Yale Medicine says four capsules are taken every 12 hours for five days. The treatment should be taken as soon as possible, within five days of symptom onset. Side effects include diarrhea, nausea and dizziness. Molnupiravir is still being studied, so Yale notes that it’s possible that all of the risks aren’t yet known. Using it during pregnancy is not currently recommended, as it has not yet been studied in pregnant women and the risk of potential harm to a fetus is unknown. Also unknown is whether Molnupiravir could affect sperm.
NPR reported that Molnupiravir is a much less effective drug than Paxlovid, so doctors have been reluctant to prescribe it. (FDA data showed Molnupiravir was 30% effective at cutting the risk of hospitalization, while Paxlovid reduced it by nearly 90%.) Dr.
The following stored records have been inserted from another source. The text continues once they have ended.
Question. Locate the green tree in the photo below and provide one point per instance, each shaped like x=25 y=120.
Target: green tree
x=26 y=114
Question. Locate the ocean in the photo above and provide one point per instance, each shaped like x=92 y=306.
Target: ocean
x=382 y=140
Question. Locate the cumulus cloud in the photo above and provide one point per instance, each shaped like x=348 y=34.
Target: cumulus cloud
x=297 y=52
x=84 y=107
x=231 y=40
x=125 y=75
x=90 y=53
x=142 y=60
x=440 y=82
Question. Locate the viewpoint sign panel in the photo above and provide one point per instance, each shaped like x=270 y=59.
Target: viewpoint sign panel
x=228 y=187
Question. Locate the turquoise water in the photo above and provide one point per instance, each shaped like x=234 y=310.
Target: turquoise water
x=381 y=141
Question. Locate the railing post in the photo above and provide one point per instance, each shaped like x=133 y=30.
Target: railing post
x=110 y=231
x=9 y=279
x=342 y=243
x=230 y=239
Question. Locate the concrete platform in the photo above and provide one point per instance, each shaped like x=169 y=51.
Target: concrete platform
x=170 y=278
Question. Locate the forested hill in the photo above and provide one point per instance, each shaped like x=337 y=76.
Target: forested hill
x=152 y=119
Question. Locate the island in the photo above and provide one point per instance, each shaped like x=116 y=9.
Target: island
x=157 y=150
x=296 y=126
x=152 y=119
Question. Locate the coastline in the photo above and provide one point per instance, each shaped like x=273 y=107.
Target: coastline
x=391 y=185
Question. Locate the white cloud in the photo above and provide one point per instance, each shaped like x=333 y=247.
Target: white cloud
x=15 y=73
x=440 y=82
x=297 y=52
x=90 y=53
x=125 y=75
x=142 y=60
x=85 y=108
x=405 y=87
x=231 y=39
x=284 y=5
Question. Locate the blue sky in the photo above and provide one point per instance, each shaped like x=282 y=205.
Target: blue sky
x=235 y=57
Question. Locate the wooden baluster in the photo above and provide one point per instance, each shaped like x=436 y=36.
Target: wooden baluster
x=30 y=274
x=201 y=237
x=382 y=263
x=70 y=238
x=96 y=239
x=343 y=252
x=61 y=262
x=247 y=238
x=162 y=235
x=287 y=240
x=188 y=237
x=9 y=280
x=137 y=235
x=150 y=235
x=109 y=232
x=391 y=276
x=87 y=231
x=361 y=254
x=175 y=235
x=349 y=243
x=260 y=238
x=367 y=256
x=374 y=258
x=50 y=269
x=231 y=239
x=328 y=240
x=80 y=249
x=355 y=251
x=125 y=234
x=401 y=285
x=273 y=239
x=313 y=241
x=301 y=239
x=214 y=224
Rajesh Gandhi, of Mass General Hospital in Boston, told NPR that he considers it an “alternative rather than a first-line drug.”
Remdesivir, also known as Veklury, was initially used in COVID-19 patients only after they were hospitalized, Yale Medicine notes, although new data has suggested it can be helpful in outpatients who become infected and are at high risk for severe disease. It is fully approved for high-risk children and adults. Children must be at least 28 days old, and weigh over 6.5 pounds or more.
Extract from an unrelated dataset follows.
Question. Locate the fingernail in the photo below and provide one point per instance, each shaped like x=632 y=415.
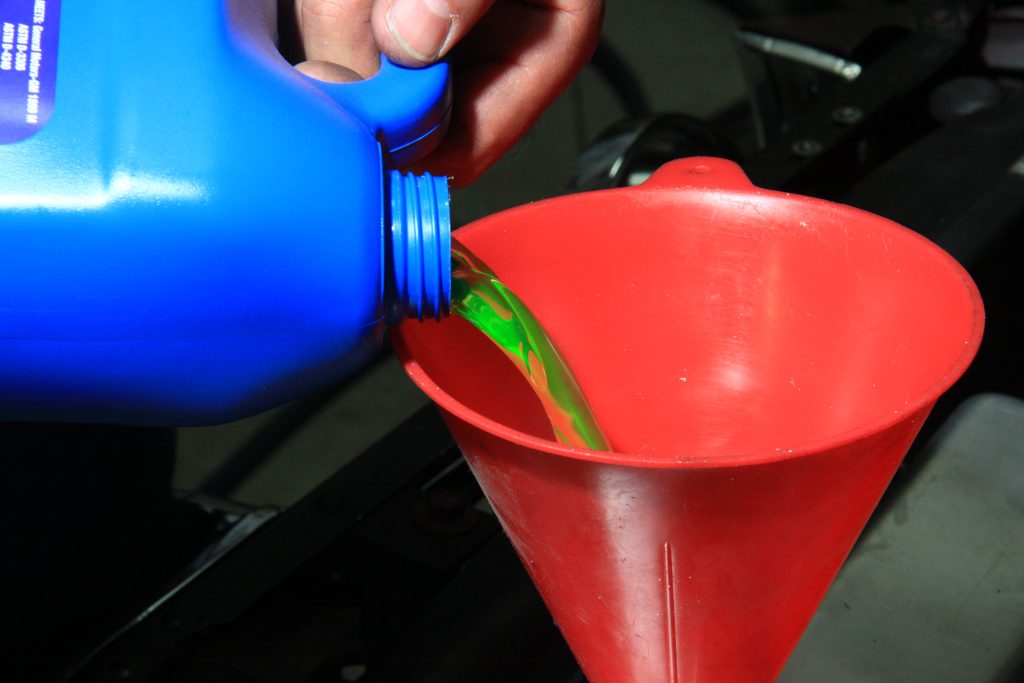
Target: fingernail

Outpatients are treated over three days with a course of infusions that must be initiated within seven days of symptoms. Health care professionals are the only ones able to administer it, in a health care setting, Yale Medicine said.
The drug works by inserting itself into new viral genes to block replication of the coronavirus, thereby shortening how long it takes for ill patients to recover.
Nausea is the most common side effect, according to Yale, while hypersensitivity, including infusion-related and anaphylactic reactions, has been observed following treatment. Yale suggests pregnant or breastfeeding women consult their health care provider before taking it.
Bebtelovimab is an investigational monoclonal antibody treatment developed by Eli Lilly, according to Yale. Although not all authorized antibodies have worked against COVID-19 variants, data shows Bebtelovimab’s efficacy against omicron and its BA.2 subvariant. Adults and children over 12 who weigh more than 88 pounds, have a positive COVID-19 test result and are at high risk for developing severe COVID-19 can get it. A prescription is required to get Bebtelovimab, according to the Department of Health and Human Services.
Given within seven days of symptoms starting, patients get an intravenous injection for at least 30 seconds. They are then observed by a health care provider for at least an hour after the injection.
Bebtelovimab binds to the spike protein that causes COVID-19 in order to fight it.
The FDA said there is limited information known about Bebtelovimab’s treatment of mild-to-moderate COVID-19. Allergic reactions the agency said to look out for include fever, difficulty breathing, chills, fatigue, fast or slow heart rate, chest discomfort or pain, weakness, confusion, nausea, headache, shortness of breath, facial swelling, itches or feeling faint.
The FDA says adults and adolescents over 12 years old who weigh at least 88 pounds and are at risk for severe illness can use Evusheld, a monoclonal antibody. Combining two drugs, Tixagevimab and Cilgavimab, it is not designed to treat COVID-19, but it does keep immunocompromised people who do not respond to vaccination from getting sick by combining two antibodies with different activities against COVID.
Health care providers give one dose of Evusheld in patients’ buttocks in two separate injections. Doses are repeated every six months that COVID-19 remains in circulation. Injection can cause hypersensitivity, pain, bruising, soreness, swelling, possible bleeding, or infection at the site where the dose was administered. Clinical trials saw serious but uncommon cardiac adverse events, Yale said.
Of course, most health officials, including the Centers for Disease Control, note that the best way to prevent hospitalization and serious illness from the virus is to get vaccinated.